Ich fische selbst eine uralte Winkelpicker von DAM, denke nicht dass es die noch gibt, aber bei DAM findest du bestimmt noch gute "Pickers" 

Ansonsten leg ich mir immer lieber reine Ruten zu, wenn man das so sagen darf, also kein Mix aus mehreren Ruten, weil ich da immer Schiss hab, dass sie zwar viel kann, aber eben nix richtig, wobei es sicherlich Top-"Multiruten" gibt.

Grüße


----------



## HirRscH (15. Dezember 2009)

*AW: Winkelpicker für kleinen bach gesucht*



> @HirRscH hast du ein bestimmtes modell mit 2,40m im hinterkopf?
> ich weis nämlich nicht welcher hersteller gute hat!



Leider nicht, wie gesagt kenne mich nicht so gut aus, aber DAM und Sänger haben recht gute Picker zu ordentlichen Preisen, ansonsten die schon empfohlene Jenzi Antini Powerise. 

Zu der zu erwartenden Fischgröße: Man muss den Picker nicht mit ner 18er fischen, man kann genau so gut ne 20 oder 22er drauf ziehen. Das tu der Genauigkeit keinen Abbruch, höchstens noch der Wurfweite, aber die wird ja nicht gebraucht.
Wenn du dennoch sagst ne ich möchte auf ne Picker nicht so "dicke" schnur ziehen, dann wäre eine sogenannte Match Feeder richtig die sind recht kurz (3m-3,30), halte ich aber für übertrieben weil du nie 50-100g Wg brauchen wirst an dem beschriebenen Bach


----------



## Hümpfi (15. Dezember 2009)

*AW: Winkelpicker für kleinen bach gesucht*

Wenn längen bis 3 Meter Okay wären könnte ich die Browning Ambition in 3m. Wg: 60 Gramm in die Runde Werfen. Ist zwar eig. kein Winkel Picker mehr aber ich selber habe mit der Rute auch schon auf Karpfen gefischt und kann sie nur Empfehlen.

mfg


----------



## feederprofi (16. Dezember 2009)

*AW: Winkelpicker für kleinen bach gesucht*

ich fische an einem ähnlichen bach (6 meter breit, bis zu 2 meter tief und langsame strömung). hab mir im sommer die Super Natural Picker von DAM zugelegt und bin begeistert. mit ihr hab ich meinen ersten schuppi gefangen, mit 12 pf hatte die angel kein problem #6

sie ist 2,40m lang und hat 50g WG (bei askari gekauft für 35€)

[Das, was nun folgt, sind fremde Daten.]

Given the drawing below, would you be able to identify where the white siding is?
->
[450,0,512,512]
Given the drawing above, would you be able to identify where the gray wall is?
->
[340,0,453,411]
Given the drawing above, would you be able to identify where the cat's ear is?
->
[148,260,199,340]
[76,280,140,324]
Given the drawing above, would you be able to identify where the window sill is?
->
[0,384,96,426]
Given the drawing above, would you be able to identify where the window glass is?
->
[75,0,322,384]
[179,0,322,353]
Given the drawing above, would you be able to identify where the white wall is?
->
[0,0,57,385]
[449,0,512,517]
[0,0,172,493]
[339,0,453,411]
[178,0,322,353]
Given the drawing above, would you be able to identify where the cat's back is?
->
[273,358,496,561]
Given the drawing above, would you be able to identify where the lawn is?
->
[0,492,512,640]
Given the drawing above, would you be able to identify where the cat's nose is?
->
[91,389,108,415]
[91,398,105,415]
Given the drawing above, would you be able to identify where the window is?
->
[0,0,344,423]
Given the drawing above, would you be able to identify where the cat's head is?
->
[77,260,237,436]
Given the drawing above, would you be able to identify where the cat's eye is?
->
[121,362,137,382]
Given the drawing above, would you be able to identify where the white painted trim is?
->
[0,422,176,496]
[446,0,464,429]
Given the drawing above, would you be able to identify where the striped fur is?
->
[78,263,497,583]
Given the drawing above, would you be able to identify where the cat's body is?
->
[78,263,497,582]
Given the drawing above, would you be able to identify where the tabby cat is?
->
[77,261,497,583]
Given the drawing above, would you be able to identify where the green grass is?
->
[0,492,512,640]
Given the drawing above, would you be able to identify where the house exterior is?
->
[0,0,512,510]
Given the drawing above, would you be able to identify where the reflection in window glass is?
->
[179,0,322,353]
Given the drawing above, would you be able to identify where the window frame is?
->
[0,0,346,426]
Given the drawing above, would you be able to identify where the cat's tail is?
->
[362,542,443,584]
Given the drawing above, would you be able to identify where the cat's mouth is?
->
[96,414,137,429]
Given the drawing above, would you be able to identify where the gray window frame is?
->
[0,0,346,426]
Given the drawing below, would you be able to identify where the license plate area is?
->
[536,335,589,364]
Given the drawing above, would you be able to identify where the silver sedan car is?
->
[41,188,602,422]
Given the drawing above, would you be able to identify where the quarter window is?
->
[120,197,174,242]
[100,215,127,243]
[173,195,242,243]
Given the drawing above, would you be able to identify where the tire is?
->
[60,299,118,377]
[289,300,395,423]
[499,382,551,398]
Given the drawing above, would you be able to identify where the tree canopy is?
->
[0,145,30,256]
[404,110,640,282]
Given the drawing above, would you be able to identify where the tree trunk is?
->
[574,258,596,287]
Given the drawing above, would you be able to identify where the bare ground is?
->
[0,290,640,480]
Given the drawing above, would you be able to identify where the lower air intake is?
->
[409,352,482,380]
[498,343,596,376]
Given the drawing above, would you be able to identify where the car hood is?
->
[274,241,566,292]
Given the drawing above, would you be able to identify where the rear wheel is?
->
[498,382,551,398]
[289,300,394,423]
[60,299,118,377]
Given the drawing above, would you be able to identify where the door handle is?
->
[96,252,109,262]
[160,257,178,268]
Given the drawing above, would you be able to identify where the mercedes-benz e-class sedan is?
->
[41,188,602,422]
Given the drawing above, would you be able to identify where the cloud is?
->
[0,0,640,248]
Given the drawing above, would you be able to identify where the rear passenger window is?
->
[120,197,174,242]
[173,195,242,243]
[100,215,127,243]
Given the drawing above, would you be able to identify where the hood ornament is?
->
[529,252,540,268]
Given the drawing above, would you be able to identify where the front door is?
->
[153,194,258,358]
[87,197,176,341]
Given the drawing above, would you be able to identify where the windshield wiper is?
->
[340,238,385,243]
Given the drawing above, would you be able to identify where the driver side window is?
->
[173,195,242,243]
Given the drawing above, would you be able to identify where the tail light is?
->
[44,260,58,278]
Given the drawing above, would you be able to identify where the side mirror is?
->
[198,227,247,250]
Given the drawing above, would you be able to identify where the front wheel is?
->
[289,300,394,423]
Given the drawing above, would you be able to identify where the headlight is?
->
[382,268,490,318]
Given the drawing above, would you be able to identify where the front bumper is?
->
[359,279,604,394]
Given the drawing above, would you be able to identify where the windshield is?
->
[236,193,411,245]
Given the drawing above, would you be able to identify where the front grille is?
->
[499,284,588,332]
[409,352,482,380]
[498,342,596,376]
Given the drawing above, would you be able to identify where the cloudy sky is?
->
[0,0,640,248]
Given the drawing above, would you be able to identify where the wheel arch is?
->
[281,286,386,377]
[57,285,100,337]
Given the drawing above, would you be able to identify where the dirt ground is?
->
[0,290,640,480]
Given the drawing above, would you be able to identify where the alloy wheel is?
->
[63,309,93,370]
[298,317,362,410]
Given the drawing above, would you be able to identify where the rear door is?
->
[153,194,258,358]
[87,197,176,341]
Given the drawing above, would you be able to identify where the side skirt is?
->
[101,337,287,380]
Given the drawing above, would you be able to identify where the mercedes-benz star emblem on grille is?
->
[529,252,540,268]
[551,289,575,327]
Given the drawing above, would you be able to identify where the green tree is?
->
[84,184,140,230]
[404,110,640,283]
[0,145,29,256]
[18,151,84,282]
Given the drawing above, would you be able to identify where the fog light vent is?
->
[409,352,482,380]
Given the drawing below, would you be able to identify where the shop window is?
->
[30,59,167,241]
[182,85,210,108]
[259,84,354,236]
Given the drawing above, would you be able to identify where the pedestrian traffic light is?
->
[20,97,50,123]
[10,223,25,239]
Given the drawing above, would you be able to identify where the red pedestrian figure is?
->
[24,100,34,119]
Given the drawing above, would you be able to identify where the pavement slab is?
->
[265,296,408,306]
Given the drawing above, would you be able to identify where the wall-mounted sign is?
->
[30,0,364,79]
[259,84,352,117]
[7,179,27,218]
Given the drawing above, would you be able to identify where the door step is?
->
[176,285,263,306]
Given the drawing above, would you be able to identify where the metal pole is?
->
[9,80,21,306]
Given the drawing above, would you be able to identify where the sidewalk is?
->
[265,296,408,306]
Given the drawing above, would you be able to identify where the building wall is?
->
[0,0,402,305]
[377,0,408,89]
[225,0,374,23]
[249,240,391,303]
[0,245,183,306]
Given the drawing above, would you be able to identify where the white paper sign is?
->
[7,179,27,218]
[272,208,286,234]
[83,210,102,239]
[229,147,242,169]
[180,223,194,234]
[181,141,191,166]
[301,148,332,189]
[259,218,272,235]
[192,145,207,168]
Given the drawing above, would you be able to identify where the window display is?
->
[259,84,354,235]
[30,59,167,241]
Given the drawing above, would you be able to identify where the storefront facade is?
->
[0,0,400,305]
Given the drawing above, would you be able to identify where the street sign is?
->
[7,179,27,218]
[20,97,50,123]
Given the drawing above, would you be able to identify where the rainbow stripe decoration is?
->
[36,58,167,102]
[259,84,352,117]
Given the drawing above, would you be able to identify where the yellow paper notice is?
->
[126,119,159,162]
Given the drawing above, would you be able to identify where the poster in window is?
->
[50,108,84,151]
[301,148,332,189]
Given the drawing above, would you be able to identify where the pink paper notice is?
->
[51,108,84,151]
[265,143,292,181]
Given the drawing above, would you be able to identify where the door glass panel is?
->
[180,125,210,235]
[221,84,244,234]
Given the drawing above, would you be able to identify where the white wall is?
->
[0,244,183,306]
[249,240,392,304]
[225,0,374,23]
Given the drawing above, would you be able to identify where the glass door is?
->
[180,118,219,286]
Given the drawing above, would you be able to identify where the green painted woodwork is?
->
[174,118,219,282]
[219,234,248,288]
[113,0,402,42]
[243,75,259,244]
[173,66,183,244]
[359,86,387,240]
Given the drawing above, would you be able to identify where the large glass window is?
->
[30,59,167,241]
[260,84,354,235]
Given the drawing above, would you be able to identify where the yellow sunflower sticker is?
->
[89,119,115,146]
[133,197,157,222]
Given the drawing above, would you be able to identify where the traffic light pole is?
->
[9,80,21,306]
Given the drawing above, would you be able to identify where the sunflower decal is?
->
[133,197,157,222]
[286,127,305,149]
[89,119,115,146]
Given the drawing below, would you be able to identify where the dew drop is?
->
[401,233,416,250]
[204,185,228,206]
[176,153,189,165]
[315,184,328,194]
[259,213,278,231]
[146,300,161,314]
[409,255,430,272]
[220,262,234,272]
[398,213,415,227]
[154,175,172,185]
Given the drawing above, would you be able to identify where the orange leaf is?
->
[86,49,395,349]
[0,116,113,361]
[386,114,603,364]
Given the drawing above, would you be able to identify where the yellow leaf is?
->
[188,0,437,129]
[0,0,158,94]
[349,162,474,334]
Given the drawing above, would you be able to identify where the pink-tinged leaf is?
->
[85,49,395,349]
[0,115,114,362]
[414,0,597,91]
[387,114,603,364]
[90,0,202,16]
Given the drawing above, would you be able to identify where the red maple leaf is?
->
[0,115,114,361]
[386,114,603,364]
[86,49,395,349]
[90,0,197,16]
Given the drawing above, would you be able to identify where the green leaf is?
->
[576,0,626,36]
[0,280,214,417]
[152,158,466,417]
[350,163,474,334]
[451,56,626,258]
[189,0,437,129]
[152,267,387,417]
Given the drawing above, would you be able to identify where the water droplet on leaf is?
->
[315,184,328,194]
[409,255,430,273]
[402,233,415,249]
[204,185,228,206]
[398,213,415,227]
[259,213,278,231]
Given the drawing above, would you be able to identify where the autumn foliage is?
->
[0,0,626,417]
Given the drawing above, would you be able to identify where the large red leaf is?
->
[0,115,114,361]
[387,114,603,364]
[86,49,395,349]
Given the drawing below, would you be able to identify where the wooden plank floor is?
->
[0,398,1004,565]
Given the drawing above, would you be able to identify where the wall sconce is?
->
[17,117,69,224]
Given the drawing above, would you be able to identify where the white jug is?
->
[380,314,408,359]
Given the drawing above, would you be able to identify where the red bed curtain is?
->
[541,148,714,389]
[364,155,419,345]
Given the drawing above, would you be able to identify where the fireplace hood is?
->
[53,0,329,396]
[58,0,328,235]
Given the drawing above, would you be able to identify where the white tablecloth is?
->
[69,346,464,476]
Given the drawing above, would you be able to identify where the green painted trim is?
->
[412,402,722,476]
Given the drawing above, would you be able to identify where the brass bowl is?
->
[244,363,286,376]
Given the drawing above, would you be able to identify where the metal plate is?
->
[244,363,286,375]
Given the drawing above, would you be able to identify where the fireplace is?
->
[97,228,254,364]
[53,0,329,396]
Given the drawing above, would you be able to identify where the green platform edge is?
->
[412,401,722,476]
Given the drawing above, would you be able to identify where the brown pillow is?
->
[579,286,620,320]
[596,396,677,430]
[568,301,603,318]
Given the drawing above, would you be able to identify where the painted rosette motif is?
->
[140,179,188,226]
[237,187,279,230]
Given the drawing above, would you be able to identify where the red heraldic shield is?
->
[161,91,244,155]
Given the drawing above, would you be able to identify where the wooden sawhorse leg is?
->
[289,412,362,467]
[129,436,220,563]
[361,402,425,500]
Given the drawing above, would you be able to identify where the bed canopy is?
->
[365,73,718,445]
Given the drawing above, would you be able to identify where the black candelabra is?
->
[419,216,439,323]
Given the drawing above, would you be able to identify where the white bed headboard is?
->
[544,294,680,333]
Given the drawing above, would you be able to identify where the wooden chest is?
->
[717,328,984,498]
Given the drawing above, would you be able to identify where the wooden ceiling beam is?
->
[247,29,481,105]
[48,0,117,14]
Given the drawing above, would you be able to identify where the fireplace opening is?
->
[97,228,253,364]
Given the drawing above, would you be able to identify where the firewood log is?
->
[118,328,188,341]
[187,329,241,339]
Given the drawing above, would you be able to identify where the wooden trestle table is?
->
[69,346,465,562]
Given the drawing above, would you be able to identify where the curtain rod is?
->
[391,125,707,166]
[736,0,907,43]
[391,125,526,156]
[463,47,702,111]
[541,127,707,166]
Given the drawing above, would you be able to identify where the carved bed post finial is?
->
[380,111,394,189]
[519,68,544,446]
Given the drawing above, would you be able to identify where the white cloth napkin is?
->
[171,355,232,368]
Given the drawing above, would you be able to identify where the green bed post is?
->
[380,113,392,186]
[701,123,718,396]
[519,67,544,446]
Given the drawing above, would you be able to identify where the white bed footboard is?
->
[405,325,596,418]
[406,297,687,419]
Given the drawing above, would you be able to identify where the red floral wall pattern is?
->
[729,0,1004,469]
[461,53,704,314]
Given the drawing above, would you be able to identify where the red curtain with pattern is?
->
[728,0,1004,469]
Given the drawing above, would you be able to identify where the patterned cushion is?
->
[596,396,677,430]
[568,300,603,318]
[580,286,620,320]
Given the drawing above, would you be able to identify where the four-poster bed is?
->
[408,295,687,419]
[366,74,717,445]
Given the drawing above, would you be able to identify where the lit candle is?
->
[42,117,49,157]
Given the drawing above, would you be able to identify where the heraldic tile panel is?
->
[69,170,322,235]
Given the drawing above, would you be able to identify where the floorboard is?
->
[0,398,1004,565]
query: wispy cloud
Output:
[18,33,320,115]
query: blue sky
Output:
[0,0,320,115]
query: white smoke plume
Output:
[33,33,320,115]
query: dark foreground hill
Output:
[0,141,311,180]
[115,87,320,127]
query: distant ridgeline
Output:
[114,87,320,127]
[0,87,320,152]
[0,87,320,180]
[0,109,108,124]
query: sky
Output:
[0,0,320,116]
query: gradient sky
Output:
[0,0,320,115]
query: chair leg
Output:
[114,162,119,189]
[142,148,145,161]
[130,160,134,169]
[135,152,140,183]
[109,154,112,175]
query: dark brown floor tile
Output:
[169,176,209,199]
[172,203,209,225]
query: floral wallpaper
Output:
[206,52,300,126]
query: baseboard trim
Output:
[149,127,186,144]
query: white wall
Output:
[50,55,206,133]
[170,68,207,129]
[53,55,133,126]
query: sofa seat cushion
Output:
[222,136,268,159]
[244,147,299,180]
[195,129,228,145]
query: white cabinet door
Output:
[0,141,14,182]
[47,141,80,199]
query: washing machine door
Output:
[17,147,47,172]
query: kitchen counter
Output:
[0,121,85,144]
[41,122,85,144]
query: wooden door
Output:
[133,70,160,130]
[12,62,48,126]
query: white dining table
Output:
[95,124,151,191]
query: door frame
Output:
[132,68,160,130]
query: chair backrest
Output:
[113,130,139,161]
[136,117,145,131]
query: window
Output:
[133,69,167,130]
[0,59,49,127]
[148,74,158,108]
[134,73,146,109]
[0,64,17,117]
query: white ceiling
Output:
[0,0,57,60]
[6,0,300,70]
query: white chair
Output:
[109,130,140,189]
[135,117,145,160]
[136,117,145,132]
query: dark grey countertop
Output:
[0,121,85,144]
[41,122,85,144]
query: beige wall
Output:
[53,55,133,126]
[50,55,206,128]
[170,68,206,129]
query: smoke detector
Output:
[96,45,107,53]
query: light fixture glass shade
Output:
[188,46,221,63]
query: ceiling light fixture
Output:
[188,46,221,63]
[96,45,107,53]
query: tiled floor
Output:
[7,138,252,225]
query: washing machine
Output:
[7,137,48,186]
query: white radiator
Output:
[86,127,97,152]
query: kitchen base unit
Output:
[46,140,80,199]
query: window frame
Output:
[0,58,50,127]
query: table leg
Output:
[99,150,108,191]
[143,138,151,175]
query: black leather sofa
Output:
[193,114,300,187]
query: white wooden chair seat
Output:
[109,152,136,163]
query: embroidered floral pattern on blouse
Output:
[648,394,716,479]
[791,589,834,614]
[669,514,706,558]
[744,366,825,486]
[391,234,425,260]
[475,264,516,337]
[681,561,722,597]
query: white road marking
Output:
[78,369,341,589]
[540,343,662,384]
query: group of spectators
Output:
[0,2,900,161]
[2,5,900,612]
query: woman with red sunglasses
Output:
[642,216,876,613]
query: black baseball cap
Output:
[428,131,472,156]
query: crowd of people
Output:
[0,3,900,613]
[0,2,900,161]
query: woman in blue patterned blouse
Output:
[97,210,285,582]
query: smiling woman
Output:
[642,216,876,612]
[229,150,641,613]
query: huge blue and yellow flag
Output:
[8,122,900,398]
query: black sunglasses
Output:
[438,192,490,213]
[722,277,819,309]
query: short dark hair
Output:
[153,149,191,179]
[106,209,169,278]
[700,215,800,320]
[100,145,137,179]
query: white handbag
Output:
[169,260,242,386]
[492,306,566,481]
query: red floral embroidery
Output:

eine wirklich empfehlenswerte rute.


----------



## Bayerpaco04 (16. Dezember 2009)

*AW: Winkelpicker für kleinen bach gesucht*

Ich hab mit nem Picker auch schon ohne Probleme Karpfen von 16 Pfund gefangen und glaube das sogar noch größe gehen würde und ich fische immer mit der feinsten Spitze.
Also nim dir ruhig einen leichten Winkelpicker


----------



## Andal (17. Dezember 2009)

*AW: Winkelpicker für kleinen bach gesucht*

An solchen Gewässern fische ich beinahe ausschließlich mit höchstens 10 ft. langen (alten) Glasruten mit max. 1.50 lbs.. Zusammen mit einer (Achs-) Rolle und einer 6-8 lbs. Schnur ist das nicht nur purer Angelspaß, sondern auch für die o.g. Zielfische völlig ausreichend.

Mein Tipp für den TE:

Nimm einen preiswerten Picker mit hohem Glasfaseranteil, der hat die softe Aktion, von 270 cm, dazu die passende Rolle mit einer guten 18er Schnur und du bist auf der sicheren Seite und hast deinen Spaß. Solche Ruten findest du u.a. bei DAM, Spro und Balzer.#h

Noch was: Verzichte auf einen Futterkorb und füttere von Hand und fische mit möglichst leichten Grundbleien. Glaubs mir, das kommt besser und fängt vor allem besser!


----------



## M_Marc (17. Dezember 2009)

*AW: Winkelpicker für kleinen bach gesucht*

*YAD Black Wood Picker = preiswert und gut*

#h


----------



## pfuitoifel (30. Dezember 2009)

*AW: Winkelpicker für kleinen bach gesucht*

Meine Empfehlung ist die SPRO-Prion-Powerpicker in 2,70m.Ich habe mir diese Rute dieses Jahr im Sommer gekauft und fische mit ihr sowohl im Stillwasser als auch in der Donau.Mit der härteren Spitze kriegt man auch nen 50g Futterkorb gut geworfen und die Spitze zeigt auch die Bisse von jungen Lauben deutlich an.Der dickste Fisch war eine Brachse von 57cm und gut sechs Pfund,das war für diese Rute gar kein Problem,den Fisch hab ich nur aus der Strömung gezogen.Also durchaus robust und zugleich feinfühlig.Und der Preis lag bei 23,-Euro im Zoogeschäft mit Angelabteilung.


----------



## Sensitivfischer (30. Dezember 2009)

*AW: Winkelpicker für kleinen bach gesucht*



M_Marc schrieb:


> *YAD Black Wood Picker = preiswert und gut*
> 
> #h



Das stimmt, die ganze Blackwoodserie ist sensationell gut, auch die Match- u. Karpfenruten, für den Preis unschlagbar.#6


----------



## Andal (31. Dezember 2009)

*AW: Winkelpicker für kleinen bach gesucht*

Gerade bei den vermeintlich billigen Friedfischruten findet man sehr oft herrlich "altmodische" Aktionen, da bei diesen preiswerten Ruten der Glasfaseranteil noch relativ hoch ist. Und für diese feine Fischerei braucht nun wirklich keiner eine beinharte Spitzenaktion!


----------